The research commissioned by AXELOS and conducted by Ipsos MORI shows that three information security learning methods dominate more than half of UK workplaces: computer-based training/e-learning, face-to-face and video instruction. New proven learning techniques are being adopted by a comparatively small proportion of organizations. For example:
- Simulations – 31%
- Animations – 26%
- Games – 14%
Compounding the problem, fewer than half (46%) of executives responsible for information security training in UK organizations with more than 500 employees provide ongoing information security awareness training beyond new staff induction or annual, e-learning refresher courses.
Nick Wilding, head of cyber resilience best practice at AXELOS, said: ‘Organizations are still trusting in their annual, cyber awareness e-learning. To expect this approach to influence resilient behaviours is unrealistic. Typically, this one-off course – required once, designed once, delivered once and completed once – is also forgotten at once.
‘It risks leaving staff ill-prepared and unaware of the practical things they can do more effectively to manage the daily risks they face. We need a new approach: just as technical controls will evolve and adapt in response to changing threats and vulnerabilities so we need to ensure all our people receive practical and engaging advice and refresher learning on a regular basis throughout the year.’
Wilding said that despite the almost universal belief (99%) among senior managers that information security awareness training is important to minimizing cyber security breaches, less than half that number (47%) are tailoring the learning to the jobs their people do. This is despite nearly two-thirds (63%) highlighting the importance of cyber security in minimizing human error in their organization.
He added: ‘One size simply doesn’t fit all in this critical area of staff development and neither does it support an organization’s investment in protecting its corporate reputation and competitive advantage.’
The AXELOS research also asked executives to identify what they thought were the greatest sources of risk for an information security breach. They said:
- 49%: intentional attack by external hackers, criminals, terrorists or activists
- 45%: unintentional error by employees or contractors
- 40%: intentional attacks by employees or contractors
- 17%: third party suppliers or joint venture partners as a route exploited by cyber criminals.

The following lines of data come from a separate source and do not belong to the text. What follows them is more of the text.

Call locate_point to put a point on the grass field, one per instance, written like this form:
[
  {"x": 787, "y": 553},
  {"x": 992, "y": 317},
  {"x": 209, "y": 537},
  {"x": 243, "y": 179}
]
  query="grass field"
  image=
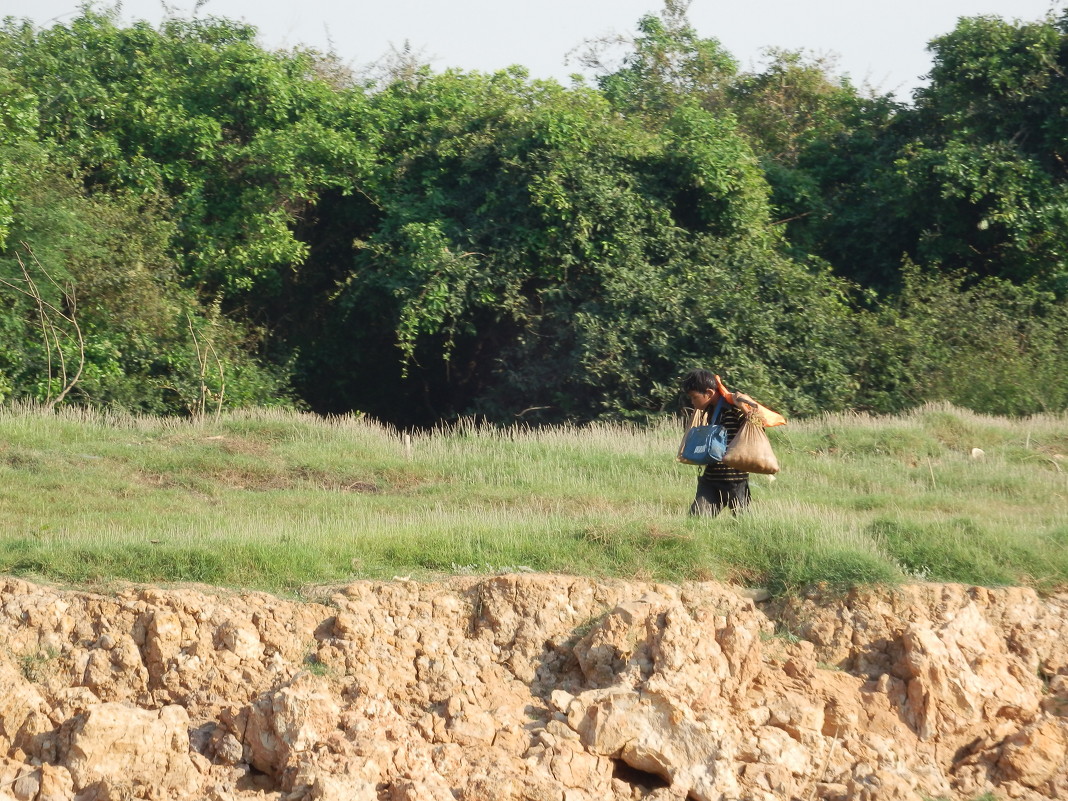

Nick Wilding said: ‘Organizations are underestimating the human factor risk, the vast majority of which relates to the honest and unwitting actions of an individual rather than malicious attack. An organisation’s people represent the greatest defence against cyber-crime but all too often they are its greatest vulnerability. And yet, as the latest insight from PwC’s The Global State of Information Security Survey 2016 shows, fewer than a quarter (23.69%) of CISOs, CSOs or other senior information security executives are advocates for employee security training and awareness programmes.’
AXELOS’ RESILIA™ Cyber Resilience Best Practice Portfolio includes certified training, awareness learning for all staff, leadership insight and a maturity assessment tool. Its awareness learning programme for all staff helps to fill critical knowledge and skills gaps, enabling employees to make the right decisions at the right time about information security.
AXELOS has produced a downloadable guide to help directors and managers responsible for information awareness learning and associated staff training evaluate the effectiveness of their current approaches and highlight potential improvements to managing cyber resilient behaviours.
Key documents - Cyber resilience: Are your people your most effective defence?
Read our report results (PDF).
View our infographic (PDF) illustrating some of the key points and statistics from the research.
Download our guide, 'Are your people playing an effective role in your cyber resilience?' (PDF).
* Research conducted by Ipsos MORI on behalf of AXELOS using an online panel of business executives who have agreed to take part in research surveys. Fieldwork conducted between January 5 and January 14 2016 with 100 business executives with responsibility for information security awareness training at their organization. Participants work at organizations with 500+ employees.